Ankara Üniversitesi Tıp Fakültesi, İç Hastalıkları Anabilim Dalı, Hematoloji Bilim Dalı, Ankara

 

Bu yazı, 07/03/2012 tarihinde TİHUDUM platformunda yapılan canlı konferansın deşifresidir.

Efendim hepinize iyi öğlenler. Ben Hamdi Akan, bugün yine Hamdi Konuşuyor’da bir bölümle karşınızdayım. Daha evvel izleyenler hatırlayacaklardır, internette akıllı tarama ile ilgili bir sunum yapmıştım ama hem bu sunum daha az kişiye ulaşmıştı hem de o sunum sırasındaki teknik sorunlar nedeniyle açıkçası bazı bölümleri izlenemez durumdaydı. Onun için bunu bugün, internette akıllı taramayı, bugün yeniden sunmak istiyorum. Bir sonraki konuşmam da 14 Mart’ta olacak ve o gün de size iPad’in niye bu kadar çok kullanıldığını, niye bu kadar yaygınlaştığını, niye bu kadar sevildiği konusunda birşeyler göstermeye çalışacağım.

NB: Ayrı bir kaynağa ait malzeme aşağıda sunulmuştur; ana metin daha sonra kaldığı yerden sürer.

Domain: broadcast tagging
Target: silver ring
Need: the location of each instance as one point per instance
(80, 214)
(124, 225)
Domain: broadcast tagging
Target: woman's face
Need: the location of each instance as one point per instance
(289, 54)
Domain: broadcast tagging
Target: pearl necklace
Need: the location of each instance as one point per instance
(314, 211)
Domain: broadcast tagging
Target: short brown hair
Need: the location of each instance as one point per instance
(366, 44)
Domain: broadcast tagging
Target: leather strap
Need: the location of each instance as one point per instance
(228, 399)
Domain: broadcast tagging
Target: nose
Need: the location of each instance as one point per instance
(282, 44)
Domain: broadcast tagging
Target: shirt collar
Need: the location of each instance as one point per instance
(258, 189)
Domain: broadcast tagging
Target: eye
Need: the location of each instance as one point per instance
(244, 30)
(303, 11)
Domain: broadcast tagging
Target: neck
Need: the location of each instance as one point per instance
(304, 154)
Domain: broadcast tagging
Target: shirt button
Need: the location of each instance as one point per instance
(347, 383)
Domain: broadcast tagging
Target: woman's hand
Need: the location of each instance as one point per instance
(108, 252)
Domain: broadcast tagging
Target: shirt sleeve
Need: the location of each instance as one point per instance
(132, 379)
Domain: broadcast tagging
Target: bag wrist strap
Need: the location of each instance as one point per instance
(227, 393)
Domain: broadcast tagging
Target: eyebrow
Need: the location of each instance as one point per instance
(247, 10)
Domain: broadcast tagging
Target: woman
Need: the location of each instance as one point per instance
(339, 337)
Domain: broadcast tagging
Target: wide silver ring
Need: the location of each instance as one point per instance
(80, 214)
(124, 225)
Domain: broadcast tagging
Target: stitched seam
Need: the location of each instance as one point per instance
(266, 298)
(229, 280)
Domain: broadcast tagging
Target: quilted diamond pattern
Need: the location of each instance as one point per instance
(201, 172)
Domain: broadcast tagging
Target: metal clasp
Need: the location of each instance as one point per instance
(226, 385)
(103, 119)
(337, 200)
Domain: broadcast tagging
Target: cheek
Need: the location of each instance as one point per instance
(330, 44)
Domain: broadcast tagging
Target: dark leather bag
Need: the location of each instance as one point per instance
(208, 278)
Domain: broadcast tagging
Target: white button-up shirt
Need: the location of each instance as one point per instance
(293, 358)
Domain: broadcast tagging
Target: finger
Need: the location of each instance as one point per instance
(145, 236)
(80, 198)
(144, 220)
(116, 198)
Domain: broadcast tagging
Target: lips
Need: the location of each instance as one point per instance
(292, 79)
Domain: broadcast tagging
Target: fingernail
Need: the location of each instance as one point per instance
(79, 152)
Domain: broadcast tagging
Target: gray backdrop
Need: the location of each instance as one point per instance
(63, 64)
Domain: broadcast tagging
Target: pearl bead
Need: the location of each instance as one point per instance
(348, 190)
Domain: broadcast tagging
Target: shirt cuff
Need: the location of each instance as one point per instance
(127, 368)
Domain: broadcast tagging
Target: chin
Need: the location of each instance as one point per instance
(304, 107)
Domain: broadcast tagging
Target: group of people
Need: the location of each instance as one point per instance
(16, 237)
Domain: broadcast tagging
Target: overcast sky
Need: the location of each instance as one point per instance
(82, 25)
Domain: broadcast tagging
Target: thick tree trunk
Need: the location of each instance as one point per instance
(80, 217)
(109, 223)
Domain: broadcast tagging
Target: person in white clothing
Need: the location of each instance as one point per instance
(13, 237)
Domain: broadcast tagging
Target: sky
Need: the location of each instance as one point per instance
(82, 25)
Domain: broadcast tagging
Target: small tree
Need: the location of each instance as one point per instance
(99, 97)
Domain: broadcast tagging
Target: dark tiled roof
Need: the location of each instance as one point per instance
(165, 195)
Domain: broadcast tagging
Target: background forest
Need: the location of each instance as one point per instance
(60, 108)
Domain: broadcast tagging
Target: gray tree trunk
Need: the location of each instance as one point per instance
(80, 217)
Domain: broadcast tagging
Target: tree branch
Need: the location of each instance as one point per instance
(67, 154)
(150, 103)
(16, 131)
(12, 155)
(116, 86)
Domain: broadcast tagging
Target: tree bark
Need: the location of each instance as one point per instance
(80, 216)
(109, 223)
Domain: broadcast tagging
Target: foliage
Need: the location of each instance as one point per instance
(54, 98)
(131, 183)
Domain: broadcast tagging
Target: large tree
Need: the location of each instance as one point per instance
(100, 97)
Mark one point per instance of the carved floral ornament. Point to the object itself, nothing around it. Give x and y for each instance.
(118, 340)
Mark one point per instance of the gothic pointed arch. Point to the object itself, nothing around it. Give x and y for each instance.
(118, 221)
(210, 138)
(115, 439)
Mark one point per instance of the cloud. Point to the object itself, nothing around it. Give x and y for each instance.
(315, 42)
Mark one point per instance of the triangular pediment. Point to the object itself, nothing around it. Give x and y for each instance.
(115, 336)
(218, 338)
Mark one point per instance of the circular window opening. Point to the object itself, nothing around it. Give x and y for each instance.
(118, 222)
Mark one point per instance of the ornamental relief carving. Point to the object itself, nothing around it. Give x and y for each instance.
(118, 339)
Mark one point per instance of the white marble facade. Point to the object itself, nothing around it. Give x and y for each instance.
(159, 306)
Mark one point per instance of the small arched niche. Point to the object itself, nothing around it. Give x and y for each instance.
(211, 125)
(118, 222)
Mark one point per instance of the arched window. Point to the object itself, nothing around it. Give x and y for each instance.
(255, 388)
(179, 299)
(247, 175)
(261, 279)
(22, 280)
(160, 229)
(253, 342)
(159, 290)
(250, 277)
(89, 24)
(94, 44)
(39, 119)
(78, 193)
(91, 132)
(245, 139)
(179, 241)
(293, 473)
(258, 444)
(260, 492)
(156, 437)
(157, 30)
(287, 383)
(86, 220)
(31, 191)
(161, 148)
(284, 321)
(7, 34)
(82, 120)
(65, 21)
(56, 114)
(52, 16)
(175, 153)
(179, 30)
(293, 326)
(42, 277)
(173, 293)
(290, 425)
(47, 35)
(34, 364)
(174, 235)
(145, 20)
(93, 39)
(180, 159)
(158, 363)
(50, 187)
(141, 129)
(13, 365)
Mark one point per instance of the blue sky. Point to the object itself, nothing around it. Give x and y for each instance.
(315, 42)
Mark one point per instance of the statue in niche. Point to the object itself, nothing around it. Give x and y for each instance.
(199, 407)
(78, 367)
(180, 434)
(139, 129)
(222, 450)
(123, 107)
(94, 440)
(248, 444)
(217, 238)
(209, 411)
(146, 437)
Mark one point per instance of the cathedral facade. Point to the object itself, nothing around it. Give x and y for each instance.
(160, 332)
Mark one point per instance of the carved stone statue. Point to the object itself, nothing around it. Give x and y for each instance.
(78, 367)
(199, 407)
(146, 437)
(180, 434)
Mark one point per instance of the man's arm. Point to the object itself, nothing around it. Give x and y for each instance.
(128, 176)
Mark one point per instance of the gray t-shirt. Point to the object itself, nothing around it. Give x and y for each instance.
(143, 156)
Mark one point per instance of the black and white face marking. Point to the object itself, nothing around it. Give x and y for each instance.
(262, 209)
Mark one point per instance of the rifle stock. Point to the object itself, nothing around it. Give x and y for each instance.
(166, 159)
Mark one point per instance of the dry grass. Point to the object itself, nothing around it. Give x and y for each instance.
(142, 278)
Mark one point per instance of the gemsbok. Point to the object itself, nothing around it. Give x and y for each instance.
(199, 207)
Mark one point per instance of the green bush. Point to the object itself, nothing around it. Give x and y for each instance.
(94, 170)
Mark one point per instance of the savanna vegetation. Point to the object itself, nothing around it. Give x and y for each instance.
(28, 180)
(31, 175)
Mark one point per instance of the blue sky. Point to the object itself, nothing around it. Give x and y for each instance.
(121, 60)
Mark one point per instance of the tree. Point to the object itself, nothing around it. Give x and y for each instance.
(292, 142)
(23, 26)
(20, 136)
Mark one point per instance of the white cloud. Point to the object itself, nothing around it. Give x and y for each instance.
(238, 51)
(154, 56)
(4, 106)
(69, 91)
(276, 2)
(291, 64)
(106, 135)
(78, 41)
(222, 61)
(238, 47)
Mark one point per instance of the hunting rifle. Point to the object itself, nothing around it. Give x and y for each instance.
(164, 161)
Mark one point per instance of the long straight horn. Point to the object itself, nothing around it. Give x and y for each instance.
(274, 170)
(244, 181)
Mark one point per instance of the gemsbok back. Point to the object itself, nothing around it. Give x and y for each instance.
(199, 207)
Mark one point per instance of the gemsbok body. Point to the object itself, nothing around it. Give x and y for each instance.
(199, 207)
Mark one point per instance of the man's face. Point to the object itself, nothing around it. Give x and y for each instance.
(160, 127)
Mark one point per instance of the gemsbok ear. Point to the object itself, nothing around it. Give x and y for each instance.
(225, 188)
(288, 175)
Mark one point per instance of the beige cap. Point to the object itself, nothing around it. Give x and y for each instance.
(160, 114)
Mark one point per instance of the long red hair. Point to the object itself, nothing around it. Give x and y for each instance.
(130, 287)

İzninizle bugünkü sunumuma başlayayım. Şöyle bir senaryo üzerinden gidelim: Diyelim ki evde oturuyorsunuz ya da iş yerinde oturuyorsunuz bir telefon geldi hocadan. Dedi ki, seminer programını değiştirdik, bu cuma günü sen anlatacaksın, konun da şu. Dolayısıyla önünüzde sadece iki üç gün var ve iki üç gün içinde o semineri hazırlamak için yeterli literatüre ulaşmanız lazım ve mümkünse bu literatürleri de tam metin olarak okumanız lazım ki size o semineri hazırlayacak yeterli veri olsun. Bunu nasıl etkili bir şekilde, nasıl efektif bir şekilde yapabilirsiniz? Biraz bunu göstermek istiyorum. Öncelikle yapacağımız iş Pubmed’e gitmek olacak.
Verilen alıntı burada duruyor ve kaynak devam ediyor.